Updated: Mar 18
The intent of this blog is not to examine in fine detail the pros and cons of these two website development platforms, but rather to give a brief overview, and perhaps serve as a conversation starting point for developers, and those aspiring to enter the web design arena.
Remember Morpheus' timeless Matrix quote?
"You don't know what it is, but it's there, like a splinter in your mind, driving you mad..."
That's exactly how I felt for many years thinking there has to be a way of developing great websites without having to rely on coders to interpret my designs. And it looks like it's finally happened. The latest offering of drag-and-drop web tools have arrived a while ago, but question is, are they up to scratch?
Wix® versus WordPress®
Wix: user-friendly, drag & drop website builder that doesn’t require coding skills.
It features a great set of tools for building websites from templates, or from scratch.
WordPress: a web building platform heavyweight with a massive developer global community. It offers finest control over every aspect of web development, neatly incorporating HTML, CSS, PHP, Java etc.
Wix: a relatively easy tool to learn if one is familiar with page layout apps, and happens to be web-terminology savvy.

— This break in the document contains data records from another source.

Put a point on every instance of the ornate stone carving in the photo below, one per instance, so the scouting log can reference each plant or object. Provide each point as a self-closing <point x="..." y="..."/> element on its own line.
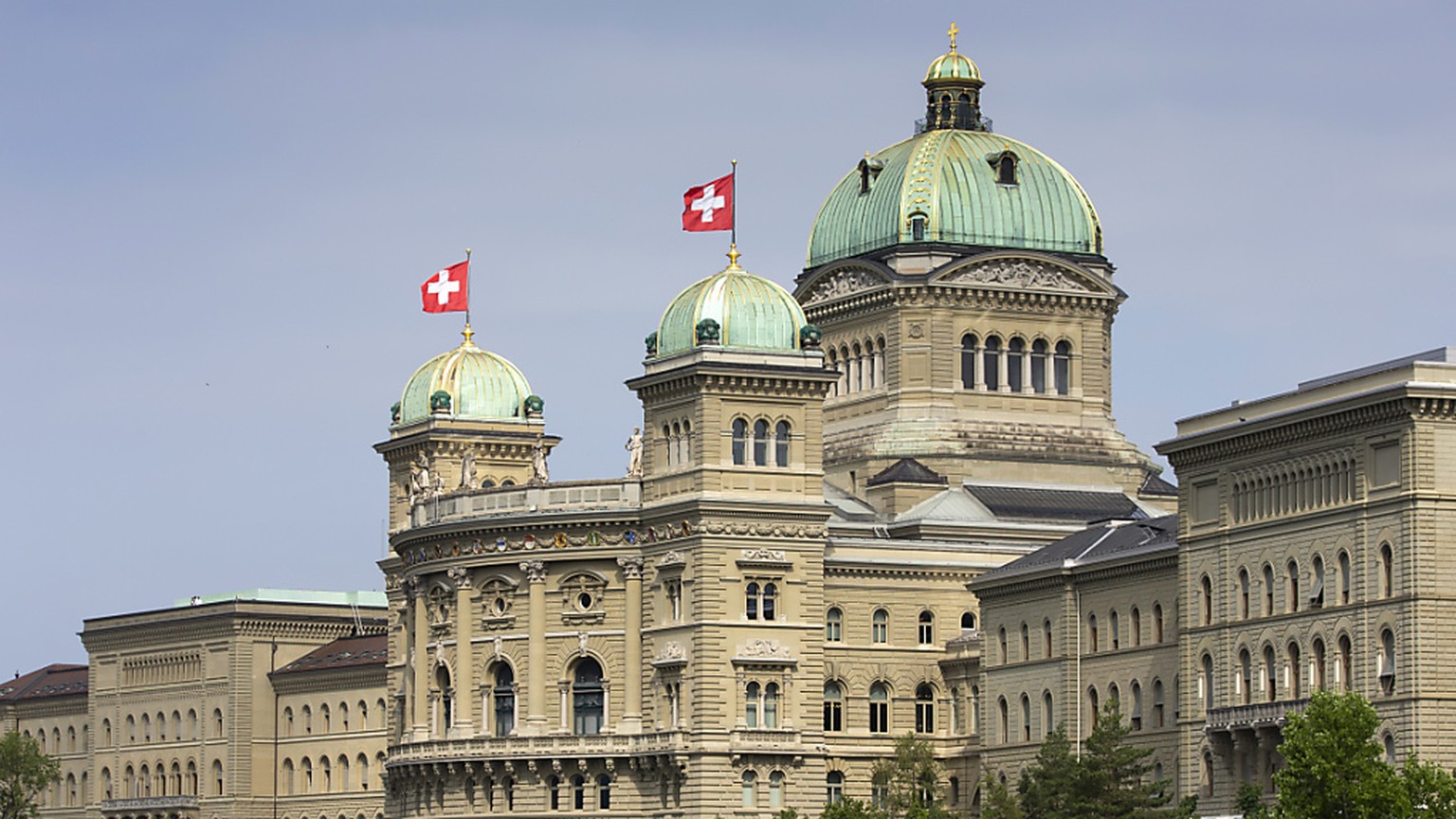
<point x="630" y="567"/>
<point x="842" y="283"/>
<point x="535" y="570"/>
<point x="769" y="648"/>
<point x="1016" y="273"/>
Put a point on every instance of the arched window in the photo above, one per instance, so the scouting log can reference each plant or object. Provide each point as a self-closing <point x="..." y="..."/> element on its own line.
<point x="1004" y="720"/>
<point x="1387" y="664"/>
<point x="504" y="696"/>
<point x="1015" y="349"/>
<point x="1062" y="368"/>
<point x="1270" y="680"/>
<point x="1292" y="588"/>
<point x="923" y="708"/>
<point x="587" y="697"/>
<point x="833" y="626"/>
<point x="878" y="708"/>
<point x="1038" y="366"/>
<point x="1246" y="677"/>
<point x="1344" y="577"/>
<point x="833" y="707"/>
<point x="1387" y="570"/>
<point x="833" y="787"/>
<point x="969" y="362"/>
<point x="991" y="363"/>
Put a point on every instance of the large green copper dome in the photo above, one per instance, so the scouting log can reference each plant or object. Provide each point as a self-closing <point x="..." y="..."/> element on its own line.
<point x="750" y="312"/>
<point x="951" y="179"/>
<point x="481" y="385"/>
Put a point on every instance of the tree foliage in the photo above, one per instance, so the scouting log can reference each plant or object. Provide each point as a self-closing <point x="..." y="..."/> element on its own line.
<point x="25" y="772"/>
<point x="1334" y="768"/>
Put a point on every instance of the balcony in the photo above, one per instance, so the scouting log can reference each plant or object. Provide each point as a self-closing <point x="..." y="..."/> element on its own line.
<point x="600" y="745"/>
<point x="150" y="806"/>
<point x="1252" y="718"/>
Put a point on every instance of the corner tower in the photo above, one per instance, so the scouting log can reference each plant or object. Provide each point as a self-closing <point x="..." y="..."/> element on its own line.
<point x="967" y="306"/>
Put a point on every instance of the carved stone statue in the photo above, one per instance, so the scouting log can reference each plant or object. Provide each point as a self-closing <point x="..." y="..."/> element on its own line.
<point x="635" y="453"/>
<point x="467" y="469"/>
<point x="539" y="472"/>
<point x="424" y="482"/>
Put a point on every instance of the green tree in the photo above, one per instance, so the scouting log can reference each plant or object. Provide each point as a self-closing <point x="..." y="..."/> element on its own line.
<point x="25" y="772"/>
<point x="910" y="780"/>
<point x="1333" y="767"/>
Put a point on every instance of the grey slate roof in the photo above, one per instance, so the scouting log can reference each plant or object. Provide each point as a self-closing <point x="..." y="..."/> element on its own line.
<point x="1045" y="503"/>
<point x="1113" y="539"/>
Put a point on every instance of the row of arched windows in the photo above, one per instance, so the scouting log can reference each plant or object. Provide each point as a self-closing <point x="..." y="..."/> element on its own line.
<point x="1295" y="487"/>
<point x="678" y="444"/>
<point x="159" y="729"/>
<point x="878" y="707"/>
<point x="880" y="626"/>
<point x="993" y="365"/>
<point x="1293" y="596"/>
<point x="755" y="446"/>
<point x="861" y="366"/>
<point x="157" y="780"/>
<point x="323" y="775"/>
<point x="331" y="719"/>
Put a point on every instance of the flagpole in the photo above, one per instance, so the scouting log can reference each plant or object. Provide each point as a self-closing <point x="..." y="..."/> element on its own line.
<point x="467" y="290"/>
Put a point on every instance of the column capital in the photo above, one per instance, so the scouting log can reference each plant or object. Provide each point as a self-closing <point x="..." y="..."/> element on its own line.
<point x="630" y="566"/>
<point x="535" y="570"/>
<point x="461" y="576"/>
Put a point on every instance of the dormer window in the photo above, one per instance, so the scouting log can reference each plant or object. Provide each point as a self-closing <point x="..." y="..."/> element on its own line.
<point x="1005" y="167"/>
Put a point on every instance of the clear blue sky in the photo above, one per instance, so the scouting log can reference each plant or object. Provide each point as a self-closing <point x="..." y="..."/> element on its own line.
<point x="214" y="219"/>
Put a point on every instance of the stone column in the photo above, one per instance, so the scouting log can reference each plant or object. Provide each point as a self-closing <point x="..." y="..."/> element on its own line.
<point x="537" y="656"/>
<point x="420" y="691"/>
<point x="464" y="656"/>
<point x="632" y="694"/>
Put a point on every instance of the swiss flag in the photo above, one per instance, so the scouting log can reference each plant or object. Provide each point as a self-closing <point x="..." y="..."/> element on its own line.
<point x="709" y="208"/>
<point x="447" y="290"/>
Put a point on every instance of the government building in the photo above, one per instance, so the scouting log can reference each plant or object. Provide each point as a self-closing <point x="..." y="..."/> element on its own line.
<point x="890" y="501"/>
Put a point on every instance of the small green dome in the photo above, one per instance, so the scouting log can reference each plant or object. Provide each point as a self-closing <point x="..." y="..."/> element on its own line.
<point x="480" y="384"/>
<point x="747" y="311"/>
<point x="947" y="186"/>
<point x="953" y="65"/>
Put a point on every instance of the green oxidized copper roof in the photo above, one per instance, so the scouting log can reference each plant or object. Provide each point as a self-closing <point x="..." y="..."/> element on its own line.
<point x="948" y="176"/>
<point x="481" y="385"/>
<point x="752" y="312"/>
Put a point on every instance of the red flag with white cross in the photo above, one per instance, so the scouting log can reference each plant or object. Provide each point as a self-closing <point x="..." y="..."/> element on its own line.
<point x="447" y="290"/>
<point x="709" y="208"/>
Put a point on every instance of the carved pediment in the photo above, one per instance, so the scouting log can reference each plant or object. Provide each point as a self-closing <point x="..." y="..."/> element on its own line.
<point x="842" y="283"/>
<point x="1021" y="274"/>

WordPress: a web building platform heavyweight offering finest control over every aspect of web development. However, with WP, what one sees in the construction window is not necessarily what one sees on the published site.
WordPress is an open-source platform supported by a massive developer community. This means that any coder should be able to create their own themes or plugins for others to use. The quality of these plugins could be great, or could be rubbish. Based on experience thus far, there are more rubbish than the good ones.
Securi, a leading WordPress security firm, conducted a study of over 11,000 hacked websites and found that 75% of them were built with WordPress. In their report they state:
“[The wide WordPress] adoption brings about serious challenges to the internet as a whole as it introduces a large influx of unskilled webmasters and service providers responsible for the deployment and administrations of these sites.”
Wix is not an open source platform, meaning their code is not available for user modification. To many this may be a problem, but not to those who want to build websites but cannot code. Only Wix development team can develop Wix tools. This results in Wix tools being fully integrated into their platform, far less opened to fragmentation, and less likely to be a security risk, or make a site do things it’s not meant to do.
All web development costs considered, running a Wix site is a cost-effective and a hassle-free option when taking into account the development time, web hosting, robust web security, the cost of plugins etc. Without getting too much into finer detail, for a small to medium sized business, Wix seems to tick a lot more boxes than does WordPress. Here's an example ..
Whenever WordPress or 3rd party plugin updates take place the webmaster must update their WordPress site too. The reputable theme and plugin developers will update their products automatically, but not all of them will do so.
Wix is a WYSIWYG platform, offering drag-and-drop pictures, paragraphs, slideshows, shopping cart buttons, etc. directly into the website builder. How design elements look in website builder is how they will look on the published site.
Anyone who’s seen Matrix movie may remember Cypher talking to Neo about lines of green code on his computer screen:
Cypher’s skills are mindblowing , but unfathomable to many. Following this train of thought, there are many non-coding designers who feel great frustration for not being able to develop. It is said that one can poses either a visual or a coding mindset. Rarely does a single person develop both to a high enough standard to be taken seriously.
Early computers could be operated only by highly skilled experts. The only way to get a computer do something useful was to feed it lines of machine code. But over time the interfacing with programmes became easier, and more accessible to those who were less tech savvy. GUI indeed changed everything.
New technology empowers creativity and brings in new talent. GUI brought a whole new breed of designers who no longer needed to know about coding, or arcane things such as moveable led type, for them to produce great page layouts or stunning typographic work.
Apps such as Wix hold great promise. It started as an interesting web-building novelty, a toy even, but it has evolved beyond recognition.
It still has some way to go to surpass traditional web coding tools (such as Wix sites being a bit laggy if one "strays" too far from Wix templates), but it’s getting damn close.
I can see the day when we’ll be looking back at times of line coding the same way we look at the quaintness of MS DOS.
Just as MS-DOS turned out not to be the future of computing, neither is coding, as we know it, the future of web development.